When asked to enter a plea, the cardinal said “not guilty.” He was ordered to surrender his passport.
The cardinal has been accused of “historical sexual offenses,” meaning they took place decades ago, but the details of the criminal complaint, including the identities of his accusers, have not been made public. Such cases are subject to Australia’s strict contempt standards, and other legal restrictions, which prohibit journalists from reporting on details of criminal allegations.
Robert Richter, the cardinal’s lawyer, said last year there was “voluminous” evidence to prove that “what was alleged is impossible.” Richter argued that Pell was being targeted for the worldwide failing of the Catholic Church to protect victims of abuse.
Pell was accused in 2016 in hearings before Australia’s Royal Commission Into Institutional Responses to Child Sexual Abuse of mishandling misconduct cases against clergy members while he served as the leader of the Archdioceses of Melbourne and Sydney. Then, in 2017, allegations surfaced that he had himself been involved in abuse beginning early in his priesthood and continuing until he became archbishop of Melbourne. He has denied those accusations.
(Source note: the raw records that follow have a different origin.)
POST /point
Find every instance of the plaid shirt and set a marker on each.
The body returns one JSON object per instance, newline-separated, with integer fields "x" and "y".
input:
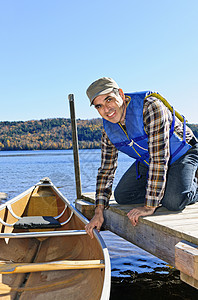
{"x": 157, "y": 123}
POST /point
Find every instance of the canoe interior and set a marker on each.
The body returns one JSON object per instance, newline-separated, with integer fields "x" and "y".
{"x": 59, "y": 284}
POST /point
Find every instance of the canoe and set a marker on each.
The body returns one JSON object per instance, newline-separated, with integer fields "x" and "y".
{"x": 45, "y": 252}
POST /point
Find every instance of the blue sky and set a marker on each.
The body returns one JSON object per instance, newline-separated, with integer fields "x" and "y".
{"x": 51, "y": 48}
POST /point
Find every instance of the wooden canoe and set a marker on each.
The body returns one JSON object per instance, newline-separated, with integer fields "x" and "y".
{"x": 45, "y": 252}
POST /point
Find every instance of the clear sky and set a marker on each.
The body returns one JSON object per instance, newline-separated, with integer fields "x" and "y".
{"x": 51, "y": 48}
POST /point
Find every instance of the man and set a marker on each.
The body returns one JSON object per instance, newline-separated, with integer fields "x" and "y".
{"x": 144, "y": 126}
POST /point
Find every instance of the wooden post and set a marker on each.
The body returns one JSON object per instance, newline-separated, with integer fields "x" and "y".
{"x": 75, "y": 146}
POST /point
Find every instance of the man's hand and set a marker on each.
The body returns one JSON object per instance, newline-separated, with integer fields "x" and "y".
{"x": 96, "y": 221}
{"x": 135, "y": 213}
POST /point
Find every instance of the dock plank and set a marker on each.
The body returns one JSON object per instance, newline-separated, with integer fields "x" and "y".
{"x": 165, "y": 227}
{"x": 158, "y": 234}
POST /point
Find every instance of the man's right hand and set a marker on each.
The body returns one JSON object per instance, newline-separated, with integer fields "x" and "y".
{"x": 96, "y": 221}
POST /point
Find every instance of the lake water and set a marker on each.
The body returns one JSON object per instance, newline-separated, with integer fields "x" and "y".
{"x": 22, "y": 169}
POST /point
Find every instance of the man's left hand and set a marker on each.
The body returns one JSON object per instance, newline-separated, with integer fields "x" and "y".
{"x": 143, "y": 211}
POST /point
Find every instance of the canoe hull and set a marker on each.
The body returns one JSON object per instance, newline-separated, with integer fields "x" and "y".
{"x": 44, "y": 199}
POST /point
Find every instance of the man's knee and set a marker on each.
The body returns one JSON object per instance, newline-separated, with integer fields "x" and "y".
{"x": 118, "y": 195}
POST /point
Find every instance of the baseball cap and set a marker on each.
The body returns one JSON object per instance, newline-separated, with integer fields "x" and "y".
{"x": 102, "y": 86}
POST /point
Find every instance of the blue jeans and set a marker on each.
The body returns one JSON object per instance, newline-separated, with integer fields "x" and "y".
{"x": 181, "y": 185}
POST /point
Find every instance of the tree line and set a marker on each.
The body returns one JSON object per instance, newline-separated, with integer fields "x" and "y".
{"x": 53, "y": 134}
{"x": 49, "y": 134}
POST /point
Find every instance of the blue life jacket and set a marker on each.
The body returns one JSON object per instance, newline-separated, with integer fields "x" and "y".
{"x": 134, "y": 142}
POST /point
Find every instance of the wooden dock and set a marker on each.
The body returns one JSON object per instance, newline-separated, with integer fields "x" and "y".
{"x": 171, "y": 236}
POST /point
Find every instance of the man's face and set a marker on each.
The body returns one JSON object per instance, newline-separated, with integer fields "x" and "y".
{"x": 111, "y": 106}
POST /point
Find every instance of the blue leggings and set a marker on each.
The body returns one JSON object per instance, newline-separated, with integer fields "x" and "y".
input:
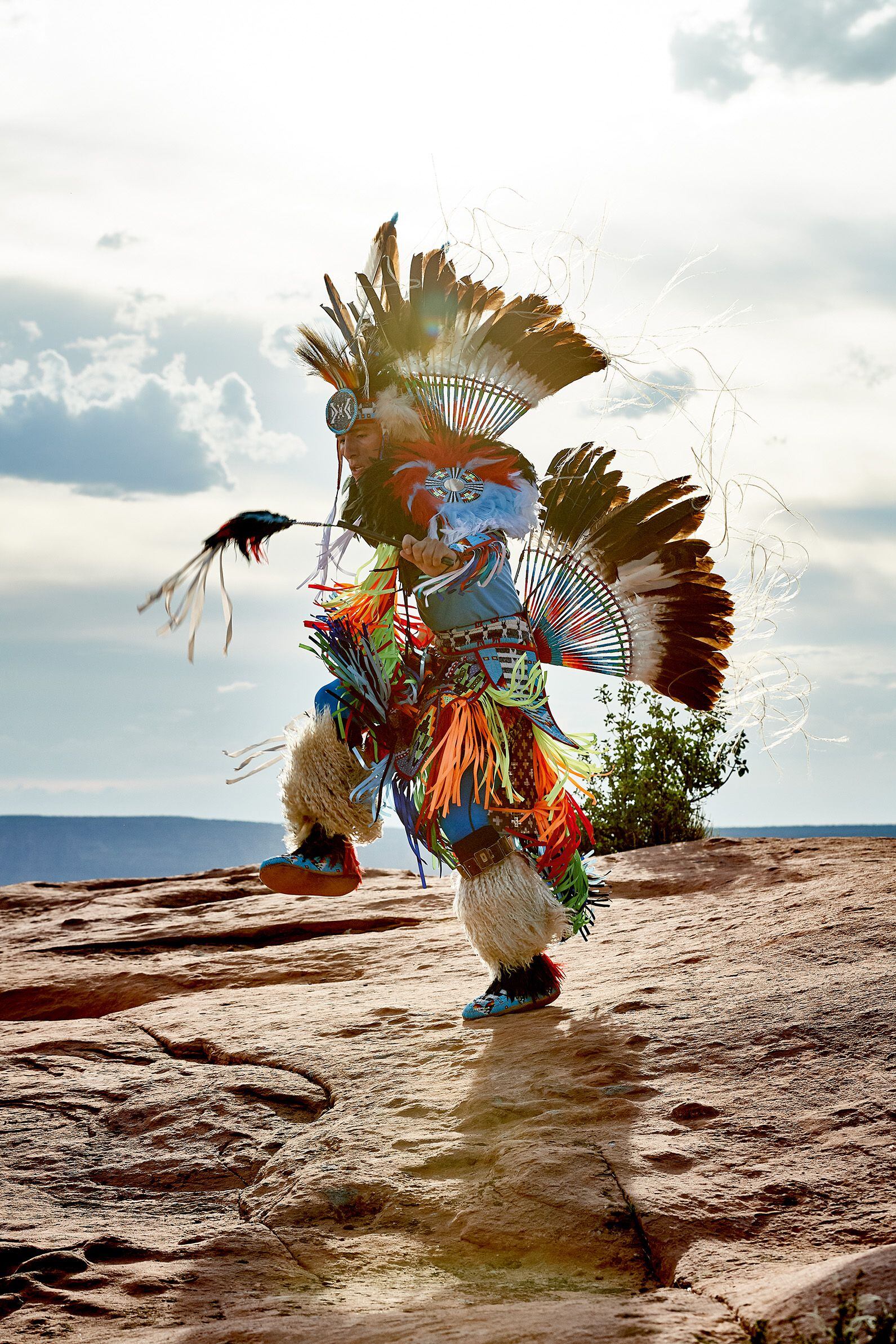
{"x": 461, "y": 819}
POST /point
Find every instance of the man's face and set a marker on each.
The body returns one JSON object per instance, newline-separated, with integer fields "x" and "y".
{"x": 360, "y": 447}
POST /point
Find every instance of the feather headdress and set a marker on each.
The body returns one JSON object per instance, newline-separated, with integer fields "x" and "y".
{"x": 461, "y": 355}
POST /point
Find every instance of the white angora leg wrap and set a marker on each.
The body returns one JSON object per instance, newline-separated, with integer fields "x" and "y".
{"x": 316, "y": 782}
{"x": 508, "y": 913}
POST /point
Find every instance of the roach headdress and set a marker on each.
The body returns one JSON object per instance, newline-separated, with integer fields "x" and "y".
{"x": 447, "y": 367}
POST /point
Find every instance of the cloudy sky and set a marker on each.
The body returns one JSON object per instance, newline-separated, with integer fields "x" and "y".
{"x": 708, "y": 187}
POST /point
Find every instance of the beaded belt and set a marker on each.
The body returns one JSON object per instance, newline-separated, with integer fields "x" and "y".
{"x": 501, "y": 629}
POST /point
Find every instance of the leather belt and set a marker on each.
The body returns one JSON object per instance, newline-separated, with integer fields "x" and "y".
{"x": 501, "y": 629}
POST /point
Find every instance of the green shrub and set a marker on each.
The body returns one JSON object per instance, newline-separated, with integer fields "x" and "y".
{"x": 658, "y": 764}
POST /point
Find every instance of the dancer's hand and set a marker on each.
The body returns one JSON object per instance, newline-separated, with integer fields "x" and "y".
{"x": 430, "y": 555}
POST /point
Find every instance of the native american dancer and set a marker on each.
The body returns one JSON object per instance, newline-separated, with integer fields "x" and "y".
{"x": 437, "y": 698}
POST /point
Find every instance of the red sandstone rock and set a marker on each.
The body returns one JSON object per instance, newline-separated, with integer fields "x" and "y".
{"x": 239, "y": 1117}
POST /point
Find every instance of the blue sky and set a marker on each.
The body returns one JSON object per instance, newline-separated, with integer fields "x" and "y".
{"x": 707, "y": 187}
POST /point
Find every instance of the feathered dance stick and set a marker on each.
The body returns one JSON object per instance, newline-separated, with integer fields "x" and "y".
{"x": 246, "y": 533}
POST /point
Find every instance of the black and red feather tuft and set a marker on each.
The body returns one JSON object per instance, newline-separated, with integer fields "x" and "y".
{"x": 248, "y": 533}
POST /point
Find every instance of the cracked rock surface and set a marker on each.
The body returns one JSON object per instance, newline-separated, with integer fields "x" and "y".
{"x": 233, "y": 1117}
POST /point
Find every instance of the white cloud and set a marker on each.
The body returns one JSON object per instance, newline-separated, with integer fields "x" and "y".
{"x": 278, "y": 343}
{"x": 116, "y": 241}
{"x": 114, "y": 425}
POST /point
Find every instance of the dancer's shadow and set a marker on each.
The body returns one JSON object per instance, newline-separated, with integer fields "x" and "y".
{"x": 543, "y": 1124}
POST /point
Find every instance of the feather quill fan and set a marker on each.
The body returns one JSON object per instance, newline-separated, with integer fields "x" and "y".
{"x": 606, "y": 565}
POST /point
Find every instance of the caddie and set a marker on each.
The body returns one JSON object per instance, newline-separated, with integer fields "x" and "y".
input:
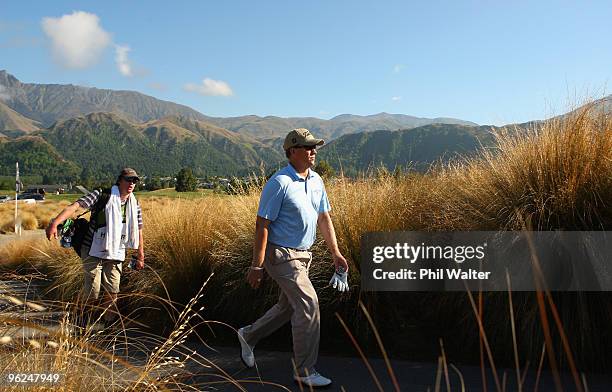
{"x": 293, "y": 203}
{"x": 115, "y": 225}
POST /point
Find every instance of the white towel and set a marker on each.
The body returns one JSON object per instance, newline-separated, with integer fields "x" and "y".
{"x": 118, "y": 235}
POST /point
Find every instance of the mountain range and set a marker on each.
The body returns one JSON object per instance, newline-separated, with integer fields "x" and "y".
{"x": 67, "y": 130}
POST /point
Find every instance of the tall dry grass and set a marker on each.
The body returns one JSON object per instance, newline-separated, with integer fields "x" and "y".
{"x": 556, "y": 175}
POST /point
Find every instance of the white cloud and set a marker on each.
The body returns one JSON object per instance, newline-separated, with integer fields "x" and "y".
{"x": 123, "y": 63}
{"x": 158, "y": 86}
{"x": 210, "y": 87}
{"x": 77, "y": 39}
{"x": 4, "y": 94}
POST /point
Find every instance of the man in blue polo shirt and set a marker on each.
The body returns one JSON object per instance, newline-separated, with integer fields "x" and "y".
{"x": 293, "y": 203}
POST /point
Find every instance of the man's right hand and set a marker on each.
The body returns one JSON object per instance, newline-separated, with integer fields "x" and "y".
{"x": 254, "y": 277}
{"x": 51, "y": 230}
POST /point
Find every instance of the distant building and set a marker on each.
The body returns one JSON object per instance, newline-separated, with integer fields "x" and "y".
{"x": 42, "y": 189}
“It’s a historical day for the survivors of Ballarat,” said Phil Nagle, an advocate for abuse victims, referring to the cardinal’s hometown, in which several priests were accused of misconduct. “I didn’t know whether this could happen. He’s the third most important person in the church. It’s good to see him being treated like any other citizen in court.”
It is unclear when the criminal trial will begin. At least two more hearings will be held before then to determine which evidence is admissible and to set a court date.
“The trial could be up to a year away,” said Judy Courtin, a lawyer and advocate who has represented sexual abuse victims. “The unknowns can be stressful and traumatic for survivors.”
But she characterized the magistrate’s decision as an important step for victims of priest abuse, saying “their truth is being acknowledged.”
The church has found itself at the center of a spiraling sex abuse scandal, spanning countries and decades. Pope Francis has been criticized in recent months for seeming to backtrack on earlier promises of a crackdown — including defending a Chilean bishop accused of covering up for a pedophile priest — but has not publicly commented on Pell’s case since charges were announced.
“The plain fact of the matter is that — well before this case began — Cardinal Pell’s star in the Vatican had begun to dim,” said John Allen, editor of the independent Catholic news website Crux.
Allen said a common working assumption is that Francis would accept the cardinal’s resignation if the trial goes ahead.